Yang pertama kali dia tuju adalah Rinjani, dia menarik tangan Rinjani dan membawanya ke mobil, Rinjani hanya ikut saja dengan apa yang sedang di lakukan oleh pria yang tak lain adalah Damar.
"Lo tunggu di sini" Damar mengambil sebotol air mineral dari dalam kantong kresek dengan logo lebah lucu. "Lo minum, biar lo sedikit tenang. Gue mau urus mereka dulu" Damar membukakan tutup botol yang masih tersegel.
Setelah memastikan jika Rinjani bisa dia tinggal, Damar langsung kembali menuju ke taman di mana Ezra dan Nidal masih saling memukul.
"Udah!!!!!! Stop!!!!!!" Damar menarik kuat tubuh Ezra.
Ezra masih sedikit memberontak saat di tahan oleh Damar, dia tidak suka dengan apa yang di lakukan Nidal padanya.
"Jadi dia bagian dari anggota lo" Nidal menatap Damar dengan tangan yang mengusap bibirnya.
Damar tetap berdiri tenang sambil terus memegangi Ezra yang siap menghajar Nidal kembali.
"Nggak usah banyak BACOT lo!!!" Ezra menatap Nidal dengan penuh emosi.

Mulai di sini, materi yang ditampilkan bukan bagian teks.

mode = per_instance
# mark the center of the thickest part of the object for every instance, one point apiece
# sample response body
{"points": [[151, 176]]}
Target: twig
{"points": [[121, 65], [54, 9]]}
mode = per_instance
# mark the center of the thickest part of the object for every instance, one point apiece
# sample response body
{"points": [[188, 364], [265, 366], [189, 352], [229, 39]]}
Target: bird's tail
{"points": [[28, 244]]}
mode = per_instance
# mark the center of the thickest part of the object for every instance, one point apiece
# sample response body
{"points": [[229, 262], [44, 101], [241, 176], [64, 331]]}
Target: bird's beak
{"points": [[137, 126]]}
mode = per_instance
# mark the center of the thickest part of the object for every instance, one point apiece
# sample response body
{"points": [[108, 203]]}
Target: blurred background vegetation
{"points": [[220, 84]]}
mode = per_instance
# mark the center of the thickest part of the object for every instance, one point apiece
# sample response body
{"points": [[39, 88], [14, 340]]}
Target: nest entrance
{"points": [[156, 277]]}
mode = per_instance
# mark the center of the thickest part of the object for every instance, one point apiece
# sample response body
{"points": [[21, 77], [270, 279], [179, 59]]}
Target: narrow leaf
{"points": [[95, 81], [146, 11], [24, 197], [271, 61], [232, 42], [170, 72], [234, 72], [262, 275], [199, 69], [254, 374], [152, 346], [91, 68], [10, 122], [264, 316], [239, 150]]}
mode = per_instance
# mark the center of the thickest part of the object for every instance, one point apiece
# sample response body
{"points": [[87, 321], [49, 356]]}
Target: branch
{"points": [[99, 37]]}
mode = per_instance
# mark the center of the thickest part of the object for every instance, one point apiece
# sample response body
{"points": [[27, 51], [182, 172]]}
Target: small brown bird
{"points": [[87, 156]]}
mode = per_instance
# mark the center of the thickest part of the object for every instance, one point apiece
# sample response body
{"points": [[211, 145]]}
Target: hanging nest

"Udah lo juga diem" Damar terus menahan bahu Ezra.
Nidal tersenyum miring, menatap kedua petinggi BLACK HUNTER yang kini ada di hadapannya.
"Mending lo cabut" Ucap Damar tenang, namun sarat akan perintah.
Nidal meludah ke samping sebelum akhirnya pergi meninggalkan Damar dan juga Ezra. Nidal bukan takut dia hanya ingin membuat strategi yang matang untuk menyerang geng motor yang sudah menjadi musuh bebuyutan dari geng motornya.